# Sentra Grille



## Raul (Sep 12, 2002)

I need a grill for my 96 GXE -- crushed in a little fender bender. I see they are available from a few web site suppliers for about $42 chrome; $15 painted. Not a bad price if they are any good.

Anyone bought one of these after market pieces? How is the quality?

I just want to cover up the front of the car -- nothing fancy, stock looking is OK, but I don't want it to look too-too cheap.
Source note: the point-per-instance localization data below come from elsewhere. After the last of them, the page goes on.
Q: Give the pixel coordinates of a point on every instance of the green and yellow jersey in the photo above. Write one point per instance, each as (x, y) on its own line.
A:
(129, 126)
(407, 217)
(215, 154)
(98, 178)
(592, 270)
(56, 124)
Your comments, advice much appreciated.


----------



## NotAnotherHonda (Aug 7, 2003)

get a 98 sentra grill...look on classifieds


----------



## Token Moron (Mar 28, 2003)

go to ebay.com and search for a 98 honeycomb grille.....its the best one made for the b14. the vendor is auberdeen(sp?) auto, they go for like $30


----------



## myoung (Apr 15, 2002)

AjRaCeR805 said:


> go to ebay.com and search for a 98 honeycomb grille.....its the best one made for the b14. the vendor is auberdeen(sp?) auto, they go for like $30



You can still order from dealers..

Found this on ebay, but chrome..

http://cgi.ebay.com/ebaymotors/ws/eBayISAPI.dll?ViewItem&category=33645&item=2458907239

http://www.autobodypartsonline.com/...catid=1833&[email protected]


----------



## FadedKM83 (Jan 27, 2003)

AjRaCeR805 said:


> go to ebay.com and search for a 98 honeycomb grille.....its the best one made for the b14. the vendor is auberdeen(sp?) auto, they go for like $30


lets let the man decide for himself what the "best" grill is for his b14. with that said.....









get a 99 grill (with the headlights) it makes the car look a lot less dopey and run-of-the-mill :cheers:


----------



## Token Moron (Mar 28, 2003)

FadedKM83 said:


> get a 99 grill (with the headlights) it makes the car look a lot less dopey and run-of-the-mill :cheers:




like u said........let the man choose which grille he likes best  


the 99 grille is just a plain piece of plastic...nothin special


----------



## Raul (Sep 12, 2002)

Thanks for all the guidance guys, a world of help. I ordered a chrome grille on ebay. (if I had seen a chrome one for 98 or 99, I would have ordered that). Your advice dissuaded me from the places I was originally considering. But like I said, this is just transportation; I'm just trying to replace the pieces that broke off (I do think the chrome will look sharper than the original painted piece).

I'll provide feedback on the grille once I get it.

Thanks again.


----------



## Raul (Sep 12, 2002)

OK guys, I got the grille and it snaps right on (got the 96 for a 96). Very nice chrome on plastic, quality is nice. You can find a couple of places where the clips that held the grille during chroming bit into the plastic -- but you have to look for the imperfection.

For the price, very nice. And all I wanted to do was cover up the hood latch, horn, radiator, etc. So I came out OK.. Thanks for advice.


----------